Comme souvent, le toujours très intéressant mensuel interparoissial "INSEME" de décembre publie un article historique sur les Deux Sorru. Cette fois-ci , Bernard ALLIEZ porte son regard sur une chapelle abandonnée depuis longtemps. Elle se trouve "sur la route de Chigliani à Letia, à quelques centaines de mètres du pont de la Catena, entre deux vallons, (...) entre la route et le fleuve Liamone." Il précise: "Le lieu est nommé sur les cartes d'état-major, "villa"".
Sur la carte au 1/25.000 que nous reproduisons, ce mot est encerclé de rouge.
Merci à Bernard ALLIEZ pour faire connaître l'existence de cette édifice. Mais, pour en comprendre l'histoire, l'auteur donne plusieurs hypothèses dont deux méritent une remarque:
1 - Il donne à cette ruine une identité pisane du XIIème ou XIIIème siècle "comme en témoigne son orientation vers l'est". Mais toutes les églises sont placées ainsi. La coutume de placer le chœur face au soleil levant, symbole de résurrection, avait commencé, semble-t-il, en Grèce, Asie Mineure et Afrique du nord, avant le Vème siècle et était devenue une règle quasi générale aux XIème-XIIème siècles. A Poggiolo et Guagno-les-Bains, les trois édifices catholiques (voir article de H. et P. DUBREUIL) ont cette orientation.

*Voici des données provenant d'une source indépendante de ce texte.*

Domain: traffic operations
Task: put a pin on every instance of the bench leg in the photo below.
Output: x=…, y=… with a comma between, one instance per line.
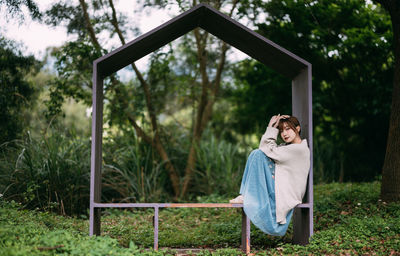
x=245, y=233
x=302, y=225
x=94, y=221
x=155, y=228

2 - Bernard ALLIEZ se demande également pourquoi le lieu a été abandonné et se demande si l'abandon ne serait pas "la suite de la politique de "dezabitationne" après la guerre de Sampiero Corso". Il y a là confusion entre deux événements. La "guerre de Sampiero" se déroula entre 1564 et 1569. Le chef militaire voulait libérer la Corse de la tutelle génoise. Il échoua et mourut dans une embuscade. Son échec ne provoqua pas de représailles plus graves que dans des périodes de guerre habituelles. Par contre, la politique de destruction et de déportation avait bien été pratiquée au siècle précédent. Elle est bien résumée par Xavier PAOLI dans son "Histoire abrégée du village avant 1914":
"A la fin du XV°, la défaite des Cinarchese Giovan Paulo et Ranuccio da Leca face aux Génois de l'Office San Giorgio donna l'occasion à ceux-ci de se débarrasser de façon radicale d'une résistance qui les exaspérait. En 1489, le commissaire génois Ambroggio de Negri fit détruire et incendier les maisons et déporter dans le Celavo et en Cinarca la population de la piève."
François PAOLI, qui a publié cet été 2011 "Letia et la région de Vico dans l'histoire de la Corse", consacre lui aussi quelques lignes à cet endroit (pages 17 et 18). Il écrit que "cette très jolie petite chapelle romane" s'appelle aussi Sant'Isaïe.
"Elle est malheureusement en ruines, avec seulement sa partie basse en pierres taillées à la façon de l'époque pisane, et a été partiellement remontée à hauteur d'homme plus tard. On peut penser que sa vocation était intercommunale, entre les populations de Vico, Letia, Murzo et éventuellement Renno."
Qu'est-il donc vraiment arrivé à Saint Césaire de LETIA? Ces pierres ont encore bien des secrets à révéler.